I shake my head. “He’s made his point.”

“Right. He won.”

“What will you do now? Leave Spine Ridge?” I ask.

She stares out at Crescent Vale City, admiring the twinkling lights. “No. My father always wanted me to complete my studies here. So I will. For him. But I will do it on my own.”

I swallow. “I will always wait for you.” I pull another rose from my pocket, one I plucked on my way here, and I place it down on the grass before her. “When you’re ready, I’ll be there to mend your heart.”

And I turn around, leaving The Edge without a heart to call my own.

Caleb

That night

I climb up to her room at her sorority and peer inside. I’m surprised she’s already made her way back here.

Has she spoken with them and told them about our dirty secrets?

Did she tell anyone what we’ve made her do?

I stare at her as she’s curled up in her bed, clutching her pillow tightly.

Her soft whimpers break my heart.

I place a hand against the window, contemplating whether to break through just so I can hold her tight.

But I know she’d only drive that knife of hers straight through my heart just for touching her.

She hates us now …

Not because of my actions but because I can’t let her kill him.

When I first met her, I thought I wanted her to hate me. Because I was terrified of Ares’s obsession with her, of losing him to her. But I slowly came to realize he wasn’t the only one obsessed.

All I ever wanted was for her to be mine.

And when her mother came between us, I felt lost, confused, angry that she’d let it happen. I blamed her for my feelings when my heart was the one that had chained itself to her.

The one constant between us is Ares.

I love him, and he loves me …

But I love her too.

And he ruined that for me.

My hand slowly twists into a fist against the window, but I can’t bring myself to act.

She wouldn’t want me to. She made that very clear.

So I swallow away the frustration and slowly back away despite the burning flame inside my body, realizing she was destroyed by the one I love.

And with it, he destroyed me too.

CRYSTAL

I’m studying in the library, determined to make sure I at least succeed in my studies despite not being present for any of the classes these past couple of days.

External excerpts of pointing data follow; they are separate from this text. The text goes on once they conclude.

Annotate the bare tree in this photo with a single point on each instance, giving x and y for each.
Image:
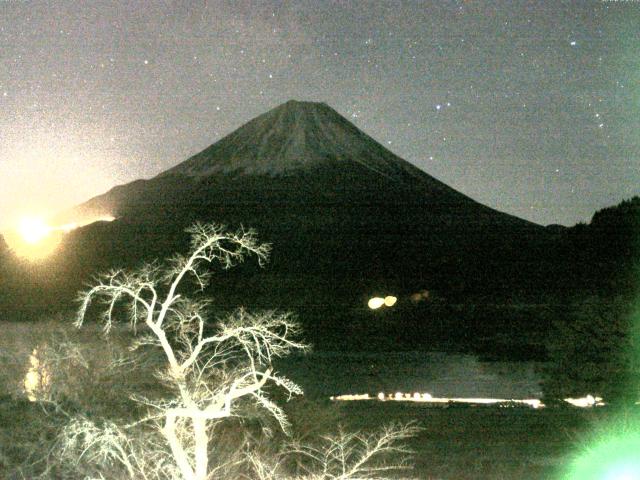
(209, 371)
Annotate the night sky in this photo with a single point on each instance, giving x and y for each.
(532, 108)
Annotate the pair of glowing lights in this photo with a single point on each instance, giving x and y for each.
(377, 302)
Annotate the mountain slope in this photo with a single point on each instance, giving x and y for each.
(346, 217)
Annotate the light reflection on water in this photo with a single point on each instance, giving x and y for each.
(423, 397)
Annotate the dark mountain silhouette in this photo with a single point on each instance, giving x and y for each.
(347, 219)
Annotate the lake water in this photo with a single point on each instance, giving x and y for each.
(323, 374)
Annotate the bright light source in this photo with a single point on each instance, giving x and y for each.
(390, 300)
(33, 229)
(375, 303)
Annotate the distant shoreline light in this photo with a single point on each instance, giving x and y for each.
(420, 397)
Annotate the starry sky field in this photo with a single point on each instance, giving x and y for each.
(532, 108)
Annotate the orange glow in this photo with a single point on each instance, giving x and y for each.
(390, 300)
(34, 239)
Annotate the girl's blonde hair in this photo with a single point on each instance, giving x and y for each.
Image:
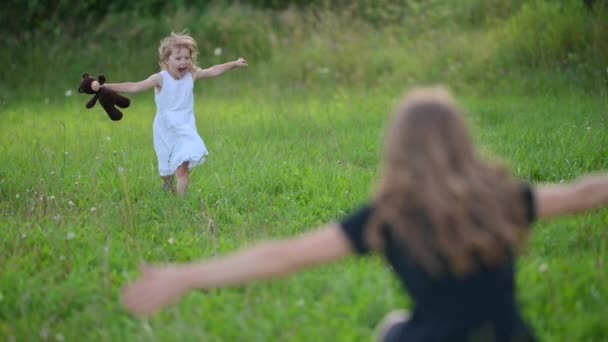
(437, 198)
(177, 40)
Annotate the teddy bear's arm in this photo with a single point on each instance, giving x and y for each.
(136, 87)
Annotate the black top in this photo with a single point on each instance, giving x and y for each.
(477, 306)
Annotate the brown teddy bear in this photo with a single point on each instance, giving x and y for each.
(107, 98)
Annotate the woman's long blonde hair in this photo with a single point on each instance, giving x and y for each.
(177, 40)
(447, 207)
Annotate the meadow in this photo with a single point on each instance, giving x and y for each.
(82, 205)
(294, 142)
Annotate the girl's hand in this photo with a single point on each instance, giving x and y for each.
(158, 287)
(241, 62)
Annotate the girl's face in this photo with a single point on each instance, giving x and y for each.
(179, 62)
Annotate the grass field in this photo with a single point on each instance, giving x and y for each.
(81, 205)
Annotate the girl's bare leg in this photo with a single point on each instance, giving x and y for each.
(183, 178)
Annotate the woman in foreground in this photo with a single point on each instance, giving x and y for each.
(448, 222)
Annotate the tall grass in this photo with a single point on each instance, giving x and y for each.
(294, 142)
(81, 204)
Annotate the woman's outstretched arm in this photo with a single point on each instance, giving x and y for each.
(585, 193)
(162, 285)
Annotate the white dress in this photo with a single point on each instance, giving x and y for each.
(176, 139)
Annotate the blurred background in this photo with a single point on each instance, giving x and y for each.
(515, 47)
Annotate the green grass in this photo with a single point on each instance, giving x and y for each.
(81, 205)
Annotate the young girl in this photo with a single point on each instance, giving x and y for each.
(178, 145)
(449, 223)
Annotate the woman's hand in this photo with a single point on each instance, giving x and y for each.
(158, 287)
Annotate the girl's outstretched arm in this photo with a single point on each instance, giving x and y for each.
(219, 69)
(135, 87)
(585, 193)
(162, 285)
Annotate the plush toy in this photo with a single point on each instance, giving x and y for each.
(107, 98)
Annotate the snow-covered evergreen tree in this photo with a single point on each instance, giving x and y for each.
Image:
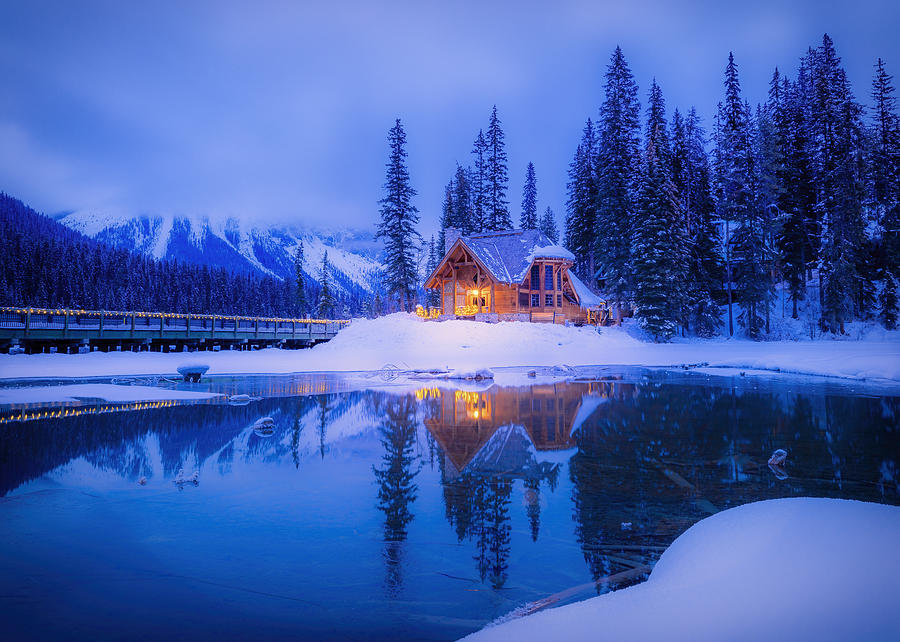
(548, 225)
(433, 297)
(703, 258)
(300, 281)
(884, 161)
(398, 224)
(497, 175)
(325, 309)
(528, 220)
(735, 198)
(618, 171)
(581, 215)
(837, 148)
(463, 214)
(479, 182)
(656, 242)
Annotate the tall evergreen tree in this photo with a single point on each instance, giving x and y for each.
(479, 182)
(734, 192)
(703, 258)
(497, 175)
(548, 225)
(618, 171)
(325, 309)
(884, 174)
(657, 256)
(463, 214)
(528, 221)
(837, 150)
(398, 223)
(581, 216)
(300, 281)
(433, 297)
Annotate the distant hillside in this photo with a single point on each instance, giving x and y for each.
(229, 244)
(46, 264)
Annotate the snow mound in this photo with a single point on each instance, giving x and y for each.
(787, 569)
(102, 391)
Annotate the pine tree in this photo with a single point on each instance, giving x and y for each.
(528, 221)
(703, 257)
(299, 281)
(735, 197)
(463, 214)
(447, 212)
(433, 297)
(618, 174)
(398, 223)
(497, 175)
(655, 243)
(837, 147)
(479, 183)
(884, 161)
(581, 217)
(548, 225)
(325, 309)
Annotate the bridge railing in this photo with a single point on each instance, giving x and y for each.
(162, 322)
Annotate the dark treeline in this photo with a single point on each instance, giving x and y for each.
(45, 264)
(799, 194)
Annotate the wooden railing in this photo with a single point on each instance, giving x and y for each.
(41, 323)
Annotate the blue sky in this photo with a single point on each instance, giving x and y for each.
(276, 111)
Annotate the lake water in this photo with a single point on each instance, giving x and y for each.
(395, 509)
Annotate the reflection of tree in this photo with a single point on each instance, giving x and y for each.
(323, 423)
(397, 488)
(296, 431)
(533, 506)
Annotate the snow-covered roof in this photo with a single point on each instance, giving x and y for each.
(508, 254)
(586, 298)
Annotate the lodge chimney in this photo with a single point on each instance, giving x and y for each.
(450, 236)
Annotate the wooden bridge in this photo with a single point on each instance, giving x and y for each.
(41, 330)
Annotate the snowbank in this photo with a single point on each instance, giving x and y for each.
(105, 392)
(408, 342)
(788, 569)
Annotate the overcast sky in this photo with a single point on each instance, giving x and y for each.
(280, 110)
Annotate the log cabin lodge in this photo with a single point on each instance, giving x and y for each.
(512, 275)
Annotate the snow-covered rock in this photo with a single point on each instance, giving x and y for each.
(787, 569)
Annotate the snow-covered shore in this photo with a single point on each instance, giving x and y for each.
(407, 342)
(788, 569)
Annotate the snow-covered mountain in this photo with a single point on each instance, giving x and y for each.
(236, 246)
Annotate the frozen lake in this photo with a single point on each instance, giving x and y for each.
(386, 509)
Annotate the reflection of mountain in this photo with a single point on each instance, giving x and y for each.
(157, 442)
(467, 425)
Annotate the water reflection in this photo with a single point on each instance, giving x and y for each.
(523, 492)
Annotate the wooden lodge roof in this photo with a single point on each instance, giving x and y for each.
(508, 255)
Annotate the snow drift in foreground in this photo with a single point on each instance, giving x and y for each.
(408, 342)
(105, 392)
(787, 569)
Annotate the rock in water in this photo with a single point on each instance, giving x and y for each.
(778, 457)
(192, 371)
(264, 427)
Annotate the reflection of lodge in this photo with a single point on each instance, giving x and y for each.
(463, 422)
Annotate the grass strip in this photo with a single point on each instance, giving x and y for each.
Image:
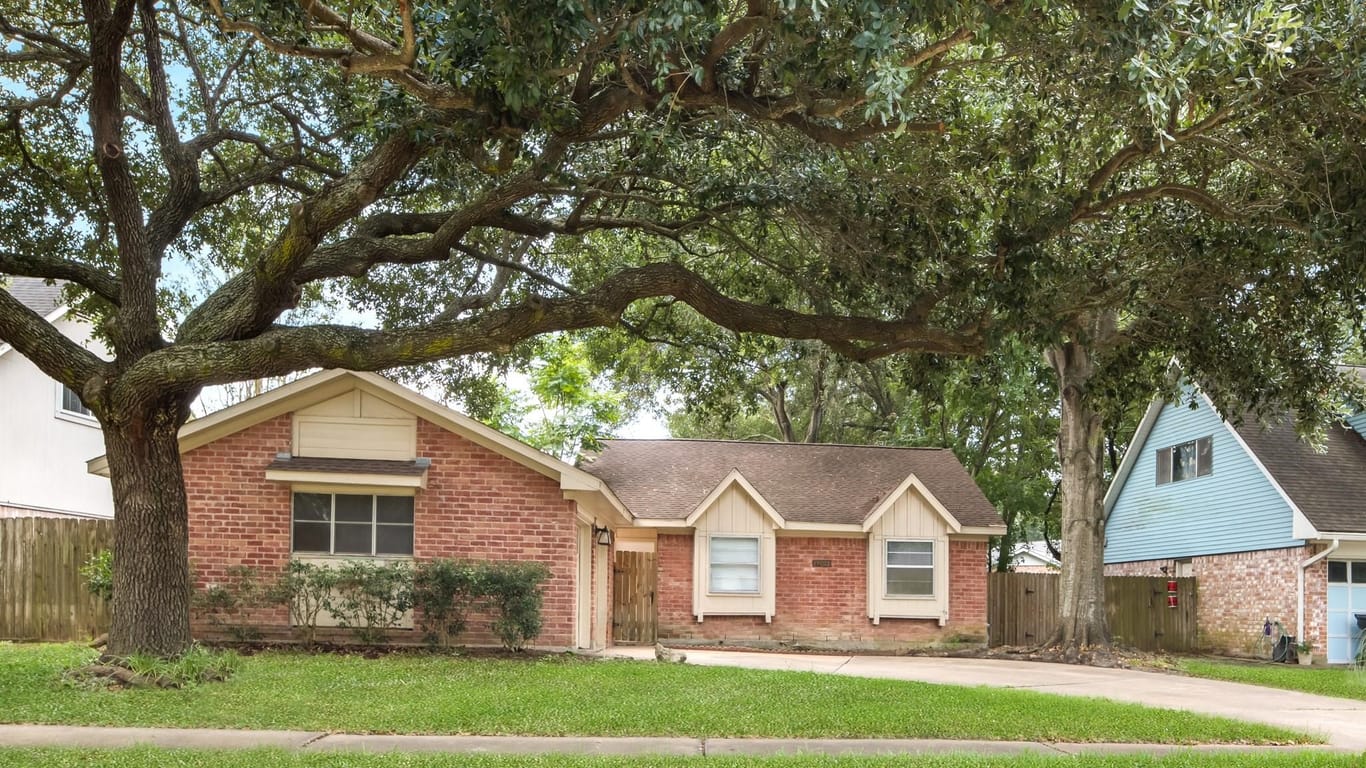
(568, 696)
(141, 757)
(1342, 682)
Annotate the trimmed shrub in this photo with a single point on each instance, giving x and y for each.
(232, 606)
(305, 588)
(514, 592)
(370, 599)
(443, 592)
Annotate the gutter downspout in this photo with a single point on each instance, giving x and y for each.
(1299, 615)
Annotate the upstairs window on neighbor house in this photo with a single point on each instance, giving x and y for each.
(734, 567)
(910, 569)
(71, 403)
(1186, 461)
(350, 524)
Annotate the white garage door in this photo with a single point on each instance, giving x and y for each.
(1346, 599)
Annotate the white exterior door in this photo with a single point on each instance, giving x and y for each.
(1346, 599)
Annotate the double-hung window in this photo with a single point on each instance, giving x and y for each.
(910, 569)
(71, 403)
(353, 524)
(734, 567)
(1185, 461)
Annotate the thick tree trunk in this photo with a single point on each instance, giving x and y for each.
(150, 540)
(1082, 629)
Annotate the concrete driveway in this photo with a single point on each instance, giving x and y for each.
(1340, 720)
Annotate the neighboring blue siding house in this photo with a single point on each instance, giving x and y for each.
(1269, 526)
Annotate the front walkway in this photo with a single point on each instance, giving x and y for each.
(92, 737)
(1339, 720)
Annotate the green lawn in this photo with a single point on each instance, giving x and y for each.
(567, 696)
(272, 759)
(1342, 682)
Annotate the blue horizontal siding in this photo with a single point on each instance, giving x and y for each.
(1358, 422)
(1234, 509)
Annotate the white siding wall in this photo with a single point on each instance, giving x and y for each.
(734, 513)
(910, 518)
(43, 455)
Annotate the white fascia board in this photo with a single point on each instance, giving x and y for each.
(982, 530)
(659, 522)
(825, 526)
(1329, 536)
(346, 478)
(1133, 453)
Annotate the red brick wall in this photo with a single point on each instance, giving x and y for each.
(477, 504)
(1241, 591)
(967, 585)
(237, 515)
(818, 606)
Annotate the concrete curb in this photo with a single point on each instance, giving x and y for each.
(94, 737)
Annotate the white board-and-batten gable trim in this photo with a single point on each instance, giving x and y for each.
(735, 477)
(328, 384)
(889, 500)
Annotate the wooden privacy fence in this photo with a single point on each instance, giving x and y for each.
(1022, 610)
(43, 595)
(633, 591)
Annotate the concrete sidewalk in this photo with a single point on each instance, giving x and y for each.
(1342, 722)
(310, 741)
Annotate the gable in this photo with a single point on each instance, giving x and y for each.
(355, 425)
(911, 514)
(734, 510)
(1234, 509)
(353, 405)
(735, 498)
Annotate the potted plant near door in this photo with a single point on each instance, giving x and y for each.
(1305, 651)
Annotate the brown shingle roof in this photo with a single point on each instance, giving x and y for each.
(1329, 487)
(33, 293)
(358, 466)
(805, 483)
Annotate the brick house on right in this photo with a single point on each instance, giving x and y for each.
(1269, 526)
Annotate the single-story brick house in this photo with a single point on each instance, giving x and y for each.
(757, 543)
(1268, 525)
(805, 544)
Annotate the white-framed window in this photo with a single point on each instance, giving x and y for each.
(1186, 461)
(910, 569)
(68, 403)
(734, 565)
(351, 524)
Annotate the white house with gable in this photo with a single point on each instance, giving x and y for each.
(45, 433)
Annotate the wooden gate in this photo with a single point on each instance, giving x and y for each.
(1022, 610)
(633, 604)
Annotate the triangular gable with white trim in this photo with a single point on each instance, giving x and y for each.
(889, 500)
(735, 477)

I’m already glad the girls at Alpha Psi didn’t continue asking questions after I told them I’d been gone for a few days to camp in the woods with my mother.

It was only a half lie, but I felt bad about lying nonetheless.

Not to mention the fact that those Tartarus guys kept me from so much schoolwork.

Too much is at stake here. I promised my dad I would succeed. I’ve already disappointed my father in one aspect. I can’t risk this too.

But damn, those assholes really got the best of me.

I’m trying to keep my mind focused on the books because I really need to ace these tests that I have coming up, but it’s really hard when I know one of those boys, Caleb, is also in this very same room.